Crescent School suits families who want a small independent prep with structured routines, broad co-curricular options, and explicit expertise in Year 6 transition, particularly towards Princethorpe College, local grammars, and established independent seniors. The latest ISI inspection confirms that the school meets Standards, including safeguarding, and it paints a generally strong picture of curriculum breadth and calm learning culture, with a sensible reminder that lesson-level stretch can vary and should be explored in person.
For families seeking an independent prep with a strong transition record at 11, Crescent has several markers of quality. The latest ISI inspection report (December 2024) states that all relevant Standards are met, including safeguarding. The curriculum breadth described, alongside a strong co-curricular timetable, supports a well-rounded primary experience.
For 2025 to 2026, published termly fees are £4,196.50 for Reception, £4,352.74 for Years 1 and 2, and £4,590.88 for Years 3 to 6, with VAT included on tuition. The school also publishes a £90 registration fee and a £400 acceptance deposit, plus separate lunch and wraparound charges.
Crescent’s admissions process includes a taster day, and the school may seek a reference from a child’s current school.
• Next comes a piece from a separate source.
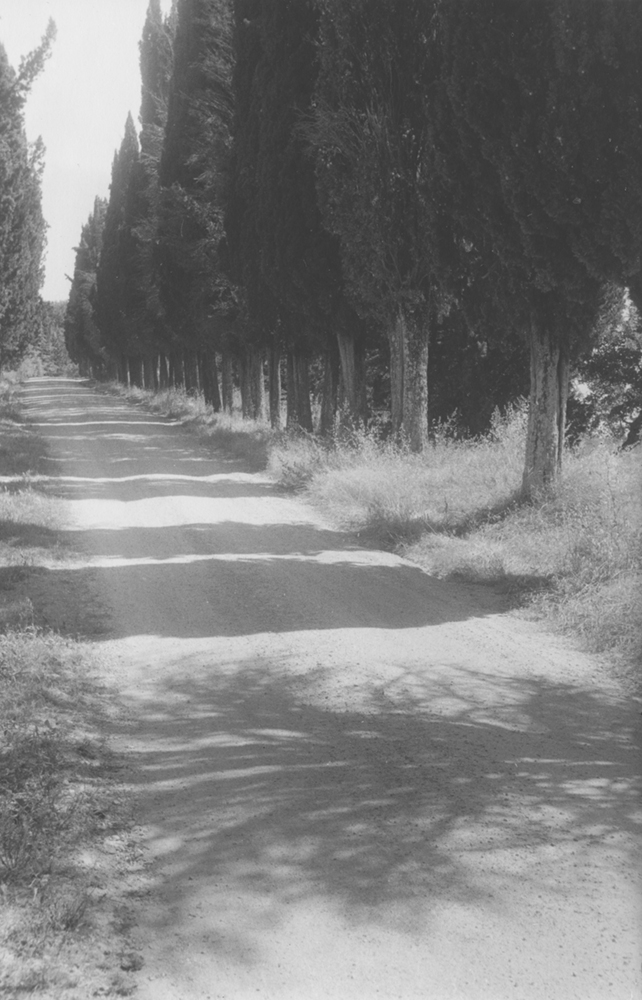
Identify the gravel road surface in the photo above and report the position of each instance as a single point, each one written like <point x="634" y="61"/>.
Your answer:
<point x="352" y="780"/>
The published final deadline for applications and completed registration forms for September 2026 entry is Friday 22 May 2026, and the school states that admissions should be completed by Friday 12 June 2026 for Induction Morning.
The school states that most Year 6 pupils progress to Princethorpe College, with others gaining places at schools including Rugby School, King Henry VIII, Warwick School, and local grammar schools. Families who want guidance through selective and independent senior applications often see this as a key benefit.
The school publishes a structured day that includes Early Birds from 7.45am and an after-school club that can run until 5.45pm. Charges for wraparound sessions are published, and parents should factor these into overall costs if regular late pick-up is needed.